Par Thomas Gouritin, fondateur de Regards Connectés

Il n’y a rien de mieux que de suivre les hypes technologiques pour monter un business à succès. Quitte à y aller à fond autant se concentrer sur ce que vous n’aurez pas trop de mal à vendre aux investisseurs. Aujourd’hui ce qui fonctionne à tous les coups, c’est l’intelligence artificielle. Source de fantasmes inépuisables puisés dans nos souvenirs d’enfance ou dans des films plus récents, l’IA (c’est son petit nom, entre connaisseurs) est aujourd’hui au sommet des tendances dans tous les domaines. Ca va bien plus loin que la technologie, et c’est bien pour ça que c’est le moment de vous lancer !

Le petit problème c’est que si vous voulez commencer à creuser et à faire réellement des choses, c’est pas facile. Travailler sur une IA pour résoudre un problème bien précis du quotidien pour changer le monde, voilà un bien beau concept. Mais techniquement ça se complique rapidement. On n’est plus dans la création à la volée de sites internet comme on pouvait le faire il y a encore 10 ans. On parle là de problématiques complexes à partir de data qu’il faut récupérer, affiner, stocker, traiter, et exploiter dans un but précis pour entraîner des algorithmes basés, généralement, sur des réseaux de neurones artificiels.

Bon, ok, j’en ai déjà perdus quelques uns. Alors ne rentrons pas trop dans les détails, et passons au concret.

1. Vous n’avez pas besoin de techno !

Si votre objectif est de monter rapidement un business pour faire baver les investisseurs, vous n’avez même pas besoin de vraie techno.
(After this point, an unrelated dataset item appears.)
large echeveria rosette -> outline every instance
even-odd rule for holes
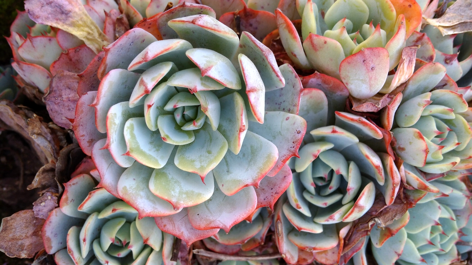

Pourquoi s’embêter à créer quelque chose de techniquement novateur alors qu’il suffit d’une slide qui dit ce que notre solution devrait pouvoir faire ? Pas besoin de plus pour lever des fonds si votre power point est joli et que votre discours cadre bien avec les attentes du moment.

Pour reprendre un exemple que je connais un peu (j’en parlais d’ailleurs dans une tribune ici il y a quelques mois), les chatbots, on voit ce genre de situations tous les jours. Combien de startups de “création d’expériences conversationnelles intelligentes” se sont montées ces derniers mois ? Plusieurs dizaines rien qu’en France.

Quand certains essaient de lever les freins qui existent encore sur la compréhension du langage naturel en étant pragmatique pour avancer petit à petit et affiner leurs méthodes, d’autres se content d’utiliser des solutions de “bot builder” (on glisse les blocs et on rédige directement dans l’outil, facile) en marque blanche en vendant ça comme de l’intelligence artificielle maison.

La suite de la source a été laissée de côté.